I began my adult life working as a carpenter, a musician, a farmhand, a piano tuner, and a cook. Through all of those jobs I was an avid reader, mostly of novels, but some philosophy, history, and psychology. One day, while I was on a coffee break at my job cooking breakfast and lunch at small liberal arts college in the upper Mississippi River valley, the financial aid director came up to me—he had watched me reading my weird collection of Nietzsche, Pynchon, Freud, Barth, and Apuleius—the result of my education having taken place almost entirely in used bookstores—and told me if I wanted to go to the school where I was cooking, I could go tuition-free, just apply for and sign over my Pell Grant to them. So I kept cooking breakfast and lunch, and, scheduling all my classes for the afternoon and evening, started going to college, 25 years old with two kids.

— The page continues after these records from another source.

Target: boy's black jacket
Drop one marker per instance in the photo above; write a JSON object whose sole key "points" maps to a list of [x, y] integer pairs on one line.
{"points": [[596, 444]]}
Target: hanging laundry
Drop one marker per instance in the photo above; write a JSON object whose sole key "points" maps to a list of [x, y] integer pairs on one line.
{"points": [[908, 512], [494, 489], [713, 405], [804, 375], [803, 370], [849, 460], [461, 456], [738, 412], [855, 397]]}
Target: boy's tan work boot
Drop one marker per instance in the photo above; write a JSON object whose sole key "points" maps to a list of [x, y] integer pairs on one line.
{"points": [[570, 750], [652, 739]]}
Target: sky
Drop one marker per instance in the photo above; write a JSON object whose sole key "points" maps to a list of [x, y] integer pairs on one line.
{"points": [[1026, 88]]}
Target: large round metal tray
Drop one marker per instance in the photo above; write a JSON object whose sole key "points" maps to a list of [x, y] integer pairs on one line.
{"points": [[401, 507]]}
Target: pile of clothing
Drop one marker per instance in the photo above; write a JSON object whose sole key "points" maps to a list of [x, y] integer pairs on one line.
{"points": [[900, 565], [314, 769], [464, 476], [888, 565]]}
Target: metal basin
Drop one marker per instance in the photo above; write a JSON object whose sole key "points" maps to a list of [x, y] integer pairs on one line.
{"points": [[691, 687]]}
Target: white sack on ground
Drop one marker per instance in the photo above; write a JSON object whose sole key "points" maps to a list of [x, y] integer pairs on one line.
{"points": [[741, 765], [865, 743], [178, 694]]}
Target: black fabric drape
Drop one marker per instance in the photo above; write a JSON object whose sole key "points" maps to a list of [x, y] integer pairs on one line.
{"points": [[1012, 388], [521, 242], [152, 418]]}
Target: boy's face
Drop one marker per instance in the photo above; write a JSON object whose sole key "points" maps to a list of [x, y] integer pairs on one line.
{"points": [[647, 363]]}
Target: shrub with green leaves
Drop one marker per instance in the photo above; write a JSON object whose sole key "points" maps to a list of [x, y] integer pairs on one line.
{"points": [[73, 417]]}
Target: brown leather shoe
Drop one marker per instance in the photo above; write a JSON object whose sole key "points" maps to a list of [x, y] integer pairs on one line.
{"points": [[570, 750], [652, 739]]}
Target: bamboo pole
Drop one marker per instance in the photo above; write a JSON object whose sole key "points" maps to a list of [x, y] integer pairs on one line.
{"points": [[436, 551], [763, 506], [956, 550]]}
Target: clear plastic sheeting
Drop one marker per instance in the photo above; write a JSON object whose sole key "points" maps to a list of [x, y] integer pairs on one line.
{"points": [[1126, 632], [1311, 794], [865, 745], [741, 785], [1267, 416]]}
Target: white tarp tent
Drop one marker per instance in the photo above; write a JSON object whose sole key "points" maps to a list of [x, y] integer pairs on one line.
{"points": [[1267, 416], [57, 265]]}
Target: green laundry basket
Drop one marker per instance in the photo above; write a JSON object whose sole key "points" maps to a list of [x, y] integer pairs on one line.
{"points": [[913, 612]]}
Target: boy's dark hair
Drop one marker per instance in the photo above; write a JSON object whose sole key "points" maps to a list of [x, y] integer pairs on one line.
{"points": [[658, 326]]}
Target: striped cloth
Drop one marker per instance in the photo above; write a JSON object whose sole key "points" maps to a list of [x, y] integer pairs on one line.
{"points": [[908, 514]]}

There I discovered there were people called professors, and that they read books for a living, or at least the ones in the humanities did. As a result, I have been in school ever since, getting my BA and then an MA and PhD in Modern Thought and Literature, an interdisciplinary program in the humanities at Stanford.
I taught a freshman course in world culture as an instructor for three years at Stanford—a program that became a front line in the recently nicknamed “culture wars” of the 1980s, since we were killing off the dead white males of the great tradition (we weren’t, and in retrospect it was a fairly modest change). I finished my dissertation and was hired as an assistant professor of English at the University of Iowa. There I taught courses in American literature and history, cultural studies, and theory, and was promoted to full professor. I was a professional humanist and felt lucky AF.

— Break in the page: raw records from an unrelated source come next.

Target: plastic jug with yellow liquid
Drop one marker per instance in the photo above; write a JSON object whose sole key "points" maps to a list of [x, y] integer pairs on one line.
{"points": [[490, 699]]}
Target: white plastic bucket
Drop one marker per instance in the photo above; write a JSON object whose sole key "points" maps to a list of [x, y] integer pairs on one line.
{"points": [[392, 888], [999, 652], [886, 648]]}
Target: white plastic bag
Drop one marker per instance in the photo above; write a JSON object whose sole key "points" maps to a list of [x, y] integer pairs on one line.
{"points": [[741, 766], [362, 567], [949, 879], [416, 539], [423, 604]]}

Much of my academic career was spent in traditional humanities fields—English, comparative literature, history—as well as more recently conceived humanities departments like Modern Thought and Literature, American Studies, and Media & Cultural Studies.
I still am a humanist, although my teaching in recent years has been almost exclusively in creative writing; I continued to serve on occasional PhD committees in humanities departments, and do some peer reviewing and writing for academic journals and presses in the humanities, but I have resided primarily in the arts and in the world of journalism with the Los Angeles Review of Books.
The humanities are under attack from a number of sides, but one thing is clear: two-thirds of the people with college degrees now vote for Democrats, two-thirds of of the people without vote for Republicans. Republican legislators at the national and state level regularly vote to limit funding for higher education, which makes sense for them—why would Republicans support an institution that turns citizens against them? Whether they are educated in humanities, social sciences, arts, or sciences, college graduates come out seeing the world in a way that favors Democratic agendas (climate change intervention, international cooperation, social safety nets, people first) rather than Republican ones (climate change denial, nativism, nationalism, militarism, dismantling government and social welfare, corporations first).
The humanities curriculum has always been in flux—it is the result of many decisions by many individual professors, each of whom decide what to teach and how to teach it. We each decide what we will teach and now, and we work together as departments and schools to forge requirements for degrees and general education. We need only look at how central Greek and Latin were to higher education in the 19th century to see the vast changes over time. But when the curriculum is also under pressure from central administrations to concentrate on fields with funding, and that funding is determined by legislators with a bias toward military-industrial and commercial interests, the intellectual life of the nation suffers. For most of the 20th century, the humanities were firmly at the center of most college curricula. That is changing in some ways that are intellectually justifiable, but in many that are not. And it is not only Republicans who are to blame—California, with Democratic majorities, has reduced higher education spending from over 10% of the state budget to under 3% in the last 30 years.
Although I have taught in an arts department for fifteen years now, I continued to work as cooperating faculty to a number of humanities departments, and Icontinue to argue the value of education in the humanities for all.
I’m proud to be a fellow at Los Angeles Institute of Humanities and a former fellow at the Stanford Humanities Center.